New York, March 2, 2026, 05:48 EST — Premarket
- Northrop Grumman shares push higher before the New York bell, with investors shifting cash toward defense contractors.
- Oil prices leap, sending U.S. stock index futures lower as traders pull back on risk.
- Traders are watching for new U.S. economic data due later Monday, along with additional headlines coming from the Middle East.
Northrop Grumman Corporation jumped 5.5% to $764.40 in early premarket action Monday, up from a Friday close of $724.38. As of 5:18 a.m. ET, the move has the defense contractor trading above its previous 52-week high, assuming gains stick through the open. 1
This matters right now: cash is flowing both ways. Risk appetite is fading as oil surges. Yet, at the same time, shares of contractors linked to aircraft, missiles and surveillance are drawing buyers amid the escalating Middle East conflict.
U.S. stock index futures dropped over 1% and crude surged nearly 8% early, squeezing airlines and banks, according to Reuters. Defense stocks like Lockheed Martin and RTX rallied. Société Générale analysts, in a note, said “U.S. action will continue for ‘weeks’, rather than days,” suggesting a longer-lasting hit to markets. The CBOE Volatility Index, tracking expected equity swings, pushed up to its highest level in three months. 2
Northrop Grumman finds itself in the thick of it. According to Reuters, the Pentagon called in B-2 stealth bombers—Northrop’s $2-billion flying wing—for the Iran strikes over the weekend. The U.S. military says those B-2s dropped 2,000-pound bombs on underground missile sites. 3
The market is reacting to the fallout, too. According to Reuters, several oil majors and leading trading houses have halted crude and fuel shipments through the Strait of Hormuz following the attacks, injecting fresh doubt into the inflation and growth outlook. “Unless de-escalation signals emerge swiftly, we expect a significant upward repricing of oil at the start of the week,” said Jorge Leon, senior vice president and head of geopolitical analysis at Rystad Energy. 4
Defense stocks aren’t bulletproof in a downturn, but investors do tend to favor them when geopolitical issues drive the market. Northrop finds itself alongside Lockheed and RTX, sharing the same territory even with different products in the mix.
Premarket action tends to get choppy. With less liquidity on hand before trading kicks off at 9:30 a.m. ET, prices can whip around, only to settle down once larger trades start rolling in.
Bulls face a clear risk here—a sudden move to de-escalate, or a wider rush away from risk as oil and rates churn, might yank the entire aerospace sector down. That sharp pop at 5 a.m.? It can unravel by lunchtime.

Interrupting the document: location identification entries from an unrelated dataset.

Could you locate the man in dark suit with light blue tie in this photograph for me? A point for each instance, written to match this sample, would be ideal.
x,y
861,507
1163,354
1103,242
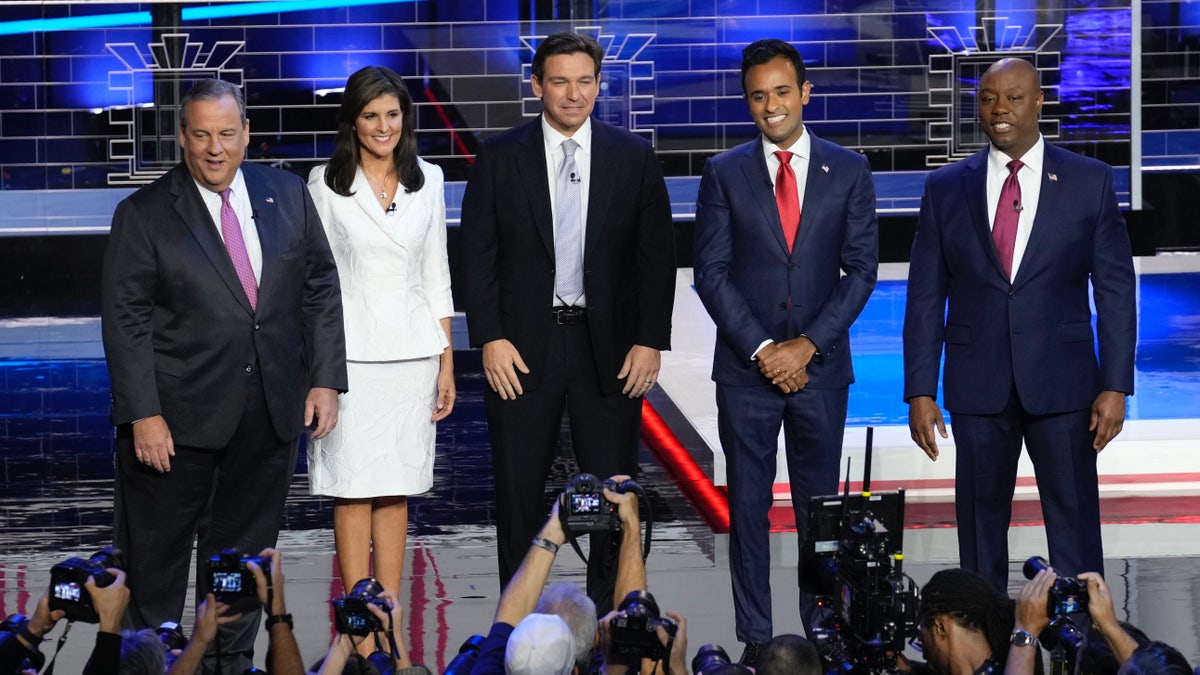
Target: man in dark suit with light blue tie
x,y
222,324
569,290
1007,243
786,252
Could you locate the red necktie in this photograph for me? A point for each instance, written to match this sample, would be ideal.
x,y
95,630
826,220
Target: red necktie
x,y
231,231
1008,213
786,197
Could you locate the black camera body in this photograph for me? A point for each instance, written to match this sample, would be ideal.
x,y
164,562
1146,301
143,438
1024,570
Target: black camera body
x,y
352,613
852,561
69,578
586,509
1066,596
231,579
709,658
634,627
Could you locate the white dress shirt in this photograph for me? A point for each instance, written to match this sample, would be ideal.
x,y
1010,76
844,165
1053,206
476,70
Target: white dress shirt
x,y
240,202
555,156
1030,178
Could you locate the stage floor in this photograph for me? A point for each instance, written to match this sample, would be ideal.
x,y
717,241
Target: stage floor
x,y
55,488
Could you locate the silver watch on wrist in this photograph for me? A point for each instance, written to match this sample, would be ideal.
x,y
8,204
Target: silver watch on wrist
x,y
1023,638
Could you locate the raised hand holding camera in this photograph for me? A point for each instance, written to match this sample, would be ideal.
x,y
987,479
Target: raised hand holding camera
x,y
70,578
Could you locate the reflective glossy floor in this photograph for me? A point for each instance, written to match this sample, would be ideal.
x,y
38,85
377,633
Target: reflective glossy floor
x,y
55,488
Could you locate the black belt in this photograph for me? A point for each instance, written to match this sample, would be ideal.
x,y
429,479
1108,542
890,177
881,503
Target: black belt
x,y
569,316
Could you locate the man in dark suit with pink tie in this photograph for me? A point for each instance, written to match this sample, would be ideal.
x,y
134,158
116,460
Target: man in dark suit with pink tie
x,y
786,252
222,324
1008,242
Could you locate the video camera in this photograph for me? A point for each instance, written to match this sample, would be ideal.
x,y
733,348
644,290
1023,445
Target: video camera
x,y
352,614
229,577
70,577
634,628
852,560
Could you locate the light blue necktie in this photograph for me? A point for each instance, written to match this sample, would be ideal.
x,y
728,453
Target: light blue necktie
x,y
568,228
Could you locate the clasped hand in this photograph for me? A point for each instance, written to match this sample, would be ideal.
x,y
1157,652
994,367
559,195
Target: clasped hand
x,y
786,363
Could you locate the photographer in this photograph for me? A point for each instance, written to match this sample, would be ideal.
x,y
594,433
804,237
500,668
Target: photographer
x,y
521,597
109,602
1033,616
22,643
965,623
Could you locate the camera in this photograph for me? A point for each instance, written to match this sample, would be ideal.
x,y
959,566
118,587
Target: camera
x,y
69,579
708,658
852,561
231,579
172,635
352,613
635,628
583,507
462,663
1067,596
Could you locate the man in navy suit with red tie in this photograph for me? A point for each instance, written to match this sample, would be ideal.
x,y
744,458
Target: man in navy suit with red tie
x,y
786,254
1008,240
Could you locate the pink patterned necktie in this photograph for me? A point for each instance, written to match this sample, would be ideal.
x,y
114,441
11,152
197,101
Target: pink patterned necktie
x,y
231,230
1008,214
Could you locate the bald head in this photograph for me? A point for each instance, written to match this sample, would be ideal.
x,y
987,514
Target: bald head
x,y
1009,106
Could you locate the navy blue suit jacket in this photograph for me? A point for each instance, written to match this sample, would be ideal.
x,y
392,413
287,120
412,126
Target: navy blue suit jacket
x,y
179,332
1035,333
508,232
756,290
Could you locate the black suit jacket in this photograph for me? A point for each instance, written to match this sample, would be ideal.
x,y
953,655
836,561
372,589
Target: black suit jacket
x,y
508,233
179,334
1036,333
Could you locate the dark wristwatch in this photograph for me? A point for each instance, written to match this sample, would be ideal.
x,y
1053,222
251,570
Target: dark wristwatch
x,y
1023,638
277,619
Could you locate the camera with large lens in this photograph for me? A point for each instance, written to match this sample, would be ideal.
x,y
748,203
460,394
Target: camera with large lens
x,y
634,627
585,508
231,578
1067,596
69,578
462,663
352,611
852,561
708,659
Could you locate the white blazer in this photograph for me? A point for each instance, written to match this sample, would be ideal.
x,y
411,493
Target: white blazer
x,y
394,268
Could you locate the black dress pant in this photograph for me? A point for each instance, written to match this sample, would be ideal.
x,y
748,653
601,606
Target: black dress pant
x,y
222,497
525,441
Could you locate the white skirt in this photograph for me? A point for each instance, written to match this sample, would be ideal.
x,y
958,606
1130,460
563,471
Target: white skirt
x,y
383,443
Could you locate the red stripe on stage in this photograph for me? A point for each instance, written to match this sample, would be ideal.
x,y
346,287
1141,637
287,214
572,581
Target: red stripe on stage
x,y
711,502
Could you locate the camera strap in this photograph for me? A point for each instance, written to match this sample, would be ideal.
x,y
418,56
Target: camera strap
x,y
58,647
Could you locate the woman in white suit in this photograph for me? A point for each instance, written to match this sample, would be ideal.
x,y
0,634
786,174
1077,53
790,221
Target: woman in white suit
x,y
384,214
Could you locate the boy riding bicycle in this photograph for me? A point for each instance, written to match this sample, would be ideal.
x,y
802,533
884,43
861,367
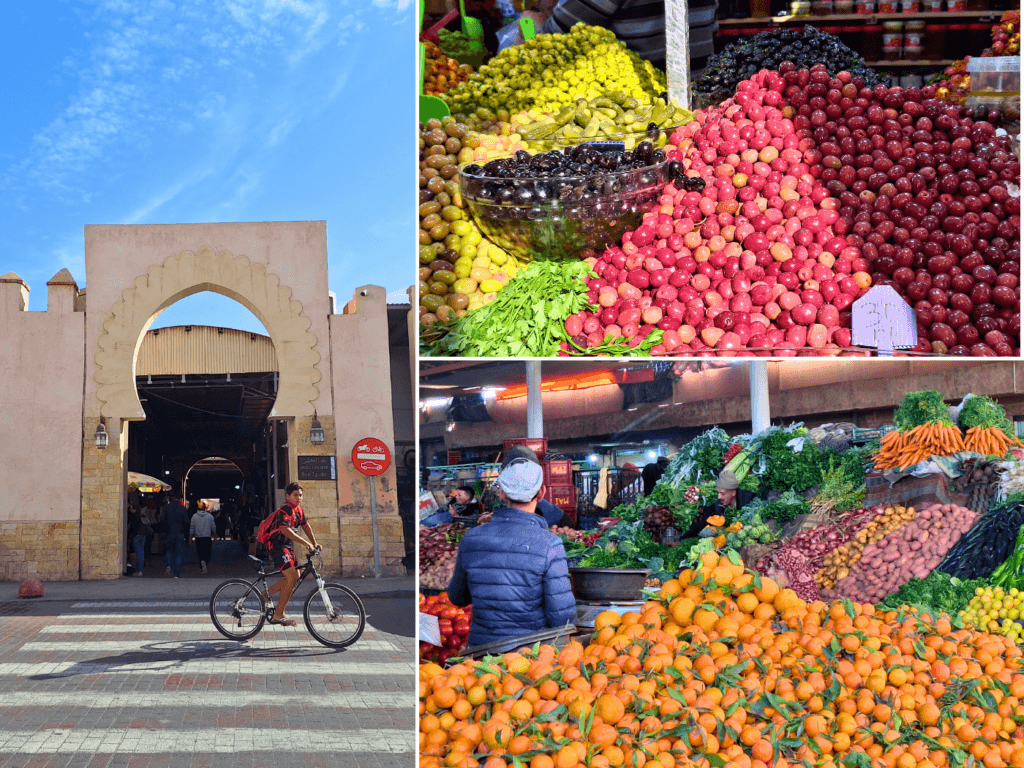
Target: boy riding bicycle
x,y
285,521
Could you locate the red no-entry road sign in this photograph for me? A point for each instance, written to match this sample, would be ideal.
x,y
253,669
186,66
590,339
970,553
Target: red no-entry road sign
x,y
371,457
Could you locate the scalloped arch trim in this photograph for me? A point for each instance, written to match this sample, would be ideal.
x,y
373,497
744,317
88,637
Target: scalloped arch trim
x,y
187,273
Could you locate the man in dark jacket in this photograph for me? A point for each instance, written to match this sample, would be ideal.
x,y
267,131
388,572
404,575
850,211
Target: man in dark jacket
x,y
552,515
729,497
512,569
176,522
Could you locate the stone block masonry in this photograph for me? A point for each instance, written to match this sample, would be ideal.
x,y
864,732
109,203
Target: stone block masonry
x,y
47,551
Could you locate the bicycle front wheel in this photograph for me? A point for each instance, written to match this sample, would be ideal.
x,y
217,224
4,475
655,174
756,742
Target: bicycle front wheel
x,y
238,609
334,615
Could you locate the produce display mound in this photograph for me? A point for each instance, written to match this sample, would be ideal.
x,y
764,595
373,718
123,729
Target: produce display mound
x,y
551,72
796,197
556,205
766,50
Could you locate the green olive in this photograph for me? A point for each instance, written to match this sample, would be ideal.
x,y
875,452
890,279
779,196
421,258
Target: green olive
x,y
458,301
445,275
431,301
428,208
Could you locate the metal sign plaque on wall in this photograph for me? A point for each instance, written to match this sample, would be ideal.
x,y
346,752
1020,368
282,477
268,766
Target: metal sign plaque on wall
x,y
317,468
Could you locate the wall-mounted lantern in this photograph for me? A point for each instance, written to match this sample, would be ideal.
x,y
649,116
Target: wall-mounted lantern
x,y
101,436
316,431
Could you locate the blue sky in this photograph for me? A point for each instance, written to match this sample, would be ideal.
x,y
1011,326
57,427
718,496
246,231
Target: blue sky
x,y
122,112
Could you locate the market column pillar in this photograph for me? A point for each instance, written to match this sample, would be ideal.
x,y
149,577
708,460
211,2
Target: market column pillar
x,y
102,499
535,403
760,406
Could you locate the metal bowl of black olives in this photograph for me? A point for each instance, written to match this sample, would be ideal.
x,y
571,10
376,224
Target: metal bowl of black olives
x,y
557,204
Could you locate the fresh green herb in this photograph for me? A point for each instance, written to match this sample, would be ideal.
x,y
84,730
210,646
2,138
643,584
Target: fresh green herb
x,y
937,592
980,411
922,408
526,320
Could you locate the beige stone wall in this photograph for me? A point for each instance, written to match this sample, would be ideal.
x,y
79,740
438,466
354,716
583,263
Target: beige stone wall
x,y
41,369
320,498
47,551
102,500
361,376
292,253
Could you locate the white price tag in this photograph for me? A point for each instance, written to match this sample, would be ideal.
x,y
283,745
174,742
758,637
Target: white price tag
x,y
430,630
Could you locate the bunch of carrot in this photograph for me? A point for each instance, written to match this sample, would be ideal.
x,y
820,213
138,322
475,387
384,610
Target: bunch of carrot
x,y
903,450
990,441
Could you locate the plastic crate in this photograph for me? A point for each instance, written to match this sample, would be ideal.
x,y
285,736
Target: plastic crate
x,y
558,472
993,79
538,444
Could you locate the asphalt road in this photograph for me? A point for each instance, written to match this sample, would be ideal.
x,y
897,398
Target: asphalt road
x,y
117,676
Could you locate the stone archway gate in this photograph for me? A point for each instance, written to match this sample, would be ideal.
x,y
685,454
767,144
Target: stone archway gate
x,y
279,271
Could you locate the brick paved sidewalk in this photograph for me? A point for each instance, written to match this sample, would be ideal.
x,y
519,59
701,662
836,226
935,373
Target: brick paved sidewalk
x,y
143,684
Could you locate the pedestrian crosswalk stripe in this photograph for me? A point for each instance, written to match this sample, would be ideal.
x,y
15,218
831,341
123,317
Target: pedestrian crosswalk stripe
x,y
87,646
208,698
203,741
215,664
190,626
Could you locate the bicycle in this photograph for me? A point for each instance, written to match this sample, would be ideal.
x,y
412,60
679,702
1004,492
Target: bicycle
x,y
333,613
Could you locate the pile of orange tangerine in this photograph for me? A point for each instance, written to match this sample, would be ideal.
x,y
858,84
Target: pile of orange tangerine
x,y
726,670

Investors are eyeing any sign that Washington is speeding up procurement — more munitions, more drones, more air defense — and whether that actually translates into contracts. Don’t expect it to happen overnight.
Next, U.S. manufacturing numbers hit later Monday, potentially adding fuel to the inflation and rates conversation set off by crude’s recent climb. Then comes headline risk—plus the question of whether early premarket optimism sticks once the bell rings.